Doris nous confie Suite française d'Irène Némirovsky dans sa traduction anglaise qu'elle vient de lire lors de son séjour à Paris. Jonathan s'en saisit pour le dévorer avant son retour à New York et nous offre l'original en français. Après Françoise, je me presse de le terminer avant de quitter La Ciotat pour le laisser à ses parents à qui l'époque de l'exode et de l'occupation parlera plus qu'à moi. Jean-Claude adore l'histoire et Rosette me raconte le flot des réfugiés qui se déversait du nord sur les boulevards des Maréchaux Porte de Montreuil avec leurs vaches, leurs cochons et tout leur barda, impressionnant défilé à qui les Parisiens offraient du pain sur leur passage.

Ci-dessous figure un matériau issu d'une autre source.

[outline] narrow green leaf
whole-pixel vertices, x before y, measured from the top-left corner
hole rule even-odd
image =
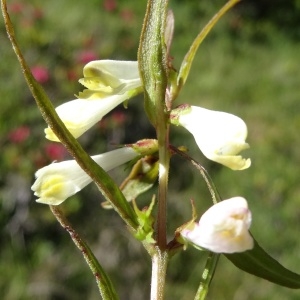
[[[148,1],[140,37],[138,62],[145,91],[145,110],[151,123],[165,120],[167,87],[167,53],[165,45],[168,0]]]
[[[58,206],[50,205],[50,209],[53,215],[56,217],[57,221],[60,223],[60,225],[70,234],[74,244],[82,253],[83,258],[85,259],[86,263],[88,264],[90,270],[92,271],[96,279],[96,283],[98,285],[99,292],[101,294],[102,299],[103,300],[119,299],[109,276],[104,271],[104,269],[100,265],[99,261],[97,260],[97,258],[95,257],[94,253],[89,248],[87,243],[75,231],[71,223],[66,219],[63,212],[59,209]]]
[[[119,187],[111,177],[95,163],[95,161],[84,151],[79,142],[70,134],[64,123],[58,117],[43,87],[33,77],[15,39],[14,29],[7,11],[6,1],[1,0],[0,2],[8,38],[18,58],[27,85],[35,98],[43,118],[80,167],[93,179],[103,196],[110,201],[111,205],[121,218],[132,230],[135,230],[138,223],[133,208],[128,204]]]
[[[288,288],[300,288],[300,275],[283,267],[266,253],[255,240],[252,250],[243,253],[225,254],[225,256],[236,267],[247,273]]]
[[[209,291],[210,283],[213,279],[218,261],[219,254],[209,252],[206,265],[201,277],[200,285],[194,300],[205,300]]]
[[[197,37],[195,38],[195,40],[193,41],[189,51],[187,52],[187,54],[185,55],[180,70],[179,70],[179,74],[177,77],[177,90],[172,91],[173,94],[173,98],[175,99],[176,96],[178,95],[180,89],[182,88],[182,86],[184,85],[194,57],[196,55],[196,52],[199,48],[199,46],[201,45],[201,43],[203,42],[203,40],[205,39],[205,37],[208,35],[208,33],[211,31],[211,29],[216,25],[216,23],[221,19],[221,17],[230,9],[232,8],[237,2],[239,2],[240,0],[230,0],[228,1],[214,16],[213,18],[206,24],[206,26],[202,29],[202,31],[197,35]]]

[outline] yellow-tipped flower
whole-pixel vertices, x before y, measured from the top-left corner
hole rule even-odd
[[[121,94],[141,86],[137,61],[96,60],[83,68],[79,82],[92,91]]]
[[[132,148],[121,148],[92,156],[92,159],[105,171],[109,171],[138,155]],[[36,201],[49,205],[61,204],[92,182],[75,160],[53,163],[38,170],[35,176],[36,181],[31,189],[39,197]]]
[[[251,212],[247,201],[234,197],[210,207],[192,229],[181,236],[195,246],[215,253],[244,252],[253,248],[249,233]]]
[[[237,155],[249,148],[245,142],[247,126],[241,118],[198,106],[182,105],[172,111],[171,123],[186,128],[208,159],[232,170],[250,167],[249,158]]]
[[[88,63],[80,82],[88,89],[79,99],[66,102],[56,112],[71,134],[78,138],[116,106],[142,91],[136,61],[99,60]],[[46,138],[59,141],[51,128]]]

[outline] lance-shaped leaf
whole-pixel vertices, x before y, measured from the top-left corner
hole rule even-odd
[[[243,253],[225,254],[239,269],[292,289],[300,288],[300,274],[294,273],[264,251],[254,240],[254,248]]]

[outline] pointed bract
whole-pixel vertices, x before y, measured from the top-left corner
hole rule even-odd
[[[251,212],[247,201],[234,197],[210,207],[192,229],[181,232],[195,246],[215,253],[244,252],[253,248],[249,233]]]
[[[92,158],[105,171],[109,171],[138,155],[132,148],[121,148]],[[35,176],[36,181],[31,189],[39,197],[36,201],[49,205],[61,204],[92,181],[75,160],[53,163],[38,170]]]

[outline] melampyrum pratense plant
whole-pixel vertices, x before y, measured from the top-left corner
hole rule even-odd
[[[247,149],[247,126],[230,113],[212,111],[188,103],[176,104],[184,86],[199,45],[217,21],[239,0],[230,0],[210,20],[193,41],[179,70],[169,57],[172,44],[174,16],[167,0],[148,0],[141,30],[137,61],[99,60],[83,69],[80,83],[85,89],[77,99],[56,109],[43,88],[34,79],[14,37],[6,1],[1,0],[5,27],[22,72],[33,97],[48,124],[46,138],[61,142],[74,160],[55,162],[36,172],[32,185],[37,202],[49,205],[58,222],[69,232],[93,272],[103,299],[119,299],[108,274],[102,268],[86,242],[65,218],[59,205],[70,196],[94,182],[105,197],[104,207],[112,207],[123,219],[132,236],[138,239],[152,260],[151,299],[164,299],[167,266],[172,256],[188,246],[206,255],[207,263],[199,278],[194,299],[205,299],[218,257],[225,255],[244,272],[289,288],[300,288],[300,275],[295,274],[270,257],[249,232],[251,212],[245,198],[232,195],[223,200],[202,165],[184,147],[170,144],[173,126],[182,126],[192,134],[208,159],[232,170],[250,167],[249,158],[239,153]],[[76,138],[99,122],[117,105],[128,102],[137,94],[144,94],[144,108],[149,122],[156,130],[156,139],[130,141],[117,149],[89,156]],[[130,100],[131,101],[131,100]],[[129,109],[130,109],[129,101]],[[199,171],[211,195],[212,206],[198,220],[191,204],[192,216],[167,240],[167,201],[169,162],[179,155]],[[132,170],[118,187],[107,171],[131,162]],[[149,199],[149,206],[138,208],[136,198],[158,181],[158,191]],[[200,201],[199,195],[194,195]],[[156,206],[156,213],[153,208]],[[208,253],[208,255],[207,255]],[[122,270],[120,270],[122,272]]]

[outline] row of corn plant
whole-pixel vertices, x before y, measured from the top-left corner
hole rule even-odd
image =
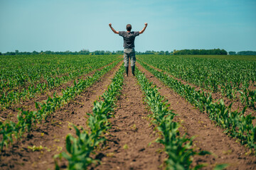
[[[174,79],[166,74],[159,72],[146,64],[141,64],[174,91],[184,97],[188,102],[198,107],[201,112],[207,113],[210,120],[225,129],[225,132],[239,140],[242,144],[256,149],[256,125],[252,120],[255,117],[245,115],[246,107],[240,112],[231,110],[232,103],[225,106],[223,99],[214,102],[211,94],[196,91],[189,85]]]
[[[143,62],[160,69],[174,77],[186,81],[201,88],[240,102],[255,109],[256,60],[253,57],[242,56],[164,56],[141,55]],[[250,91],[248,92],[249,86]],[[250,101],[244,98],[249,98]]]
[[[164,97],[159,94],[158,89],[149,82],[140,72],[136,71],[136,77],[146,96],[145,101],[153,114],[152,123],[157,126],[161,137],[156,142],[164,146],[168,154],[166,160],[166,169],[198,169],[203,166],[198,164],[191,167],[192,157],[210,154],[206,151],[197,152],[193,149],[193,137],[188,138],[186,135],[179,133],[179,124],[173,120],[175,113],[168,108],[169,105]]]
[[[10,59],[0,60],[1,110],[22,101],[32,99],[36,95],[104,67],[117,56],[43,57],[15,57],[11,62]],[[14,59],[17,57],[19,60],[16,61]],[[34,64],[36,60],[36,64]]]
[[[54,157],[56,169],[60,169],[58,159],[68,160],[68,169],[87,169],[88,166],[99,162],[92,157],[92,154],[100,143],[105,141],[104,133],[111,127],[108,118],[113,115],[113,108],[121,93],[124,71],[124,67],[122,66],[116,73],[107,90],[100,97],[102,101],[94,102],[92,113],[87,113],[89,130],[82,128],[79,130],[73,125],[76,137],[70,134],[67,135],[67,151]]]
[[[46,120],[48,115],[54,113],[55,109],[60,108],[85,91],[86,88],[95,83],[103,74],[114,67],[119,62],[117,61],[102,70],[97,71],[92,76],[87,76],[86,79],[80,79],[78,82],[75,81],[74,86],[63,90],[62,96],[57,96],[54,94],[53,98],[49,96],[46,102],[36,102],[36,111],[20,109],[20,113],[17,115],[17,123],[10,120],[0,122],[0,135],[2,136],[0,141],[1,150],[4,146],[8,147],[9,144],[11,144],[14,138],[18,140],[24,132],[29,132],[31,128],[36,126],[36,123],[41,123],[43,120]]]

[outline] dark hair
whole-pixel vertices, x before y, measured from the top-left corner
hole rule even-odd
[[[127,24],[127,30],[128,31],[131,31],[131,30],[132,30],[132,25],[131,24]]]

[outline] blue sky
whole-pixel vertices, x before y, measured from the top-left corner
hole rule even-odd
[[[108,26],[145,32],[137,51],[256,51],[255,0],[0,0],[0,52],[122,50]]]

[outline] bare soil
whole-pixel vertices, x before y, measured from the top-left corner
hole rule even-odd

Le plus émouvant sont les notes et les lettres en annexes, mais il faut avoir lu le roman pour apprécier ces documents inestimables qui accompagnent le manuscrit oublié toutes ces années dans une valise, l'éclairant d'un jour nouveau très moderne. L'écriture était minuscule, comme la page du manuscrit de Georges Arnaud que j'ai retrouvée chez mon père. Pour l'une et l'autre le papier était rare ! L'histoire de 1941-42 est vécue par des personnages de fiction, récits parallèles qui dessinent une période fragile avec la plus grande délicatesse. Irène Némirovsky, écrivaine réputée avant guerre, fut déportée, comme son époux Michel Epstein, à Auschwitz. Russes blancs émigrés, ils auraient peut-être échappé à la mort si leur conscience de classe avait été plus critique. Ces grands bourgeois juifs partageaient avec les Nazis la haine du bolchévisme ! Le récit posthume a été publié grâce à la découverte récente de leurs deux filles qui avaient fui la capitale.
La peur fit sombrer la France dans l'absurdité, la collaboration et l'horreur. L'Histoire se répète. La peur est mauvaise conseillère.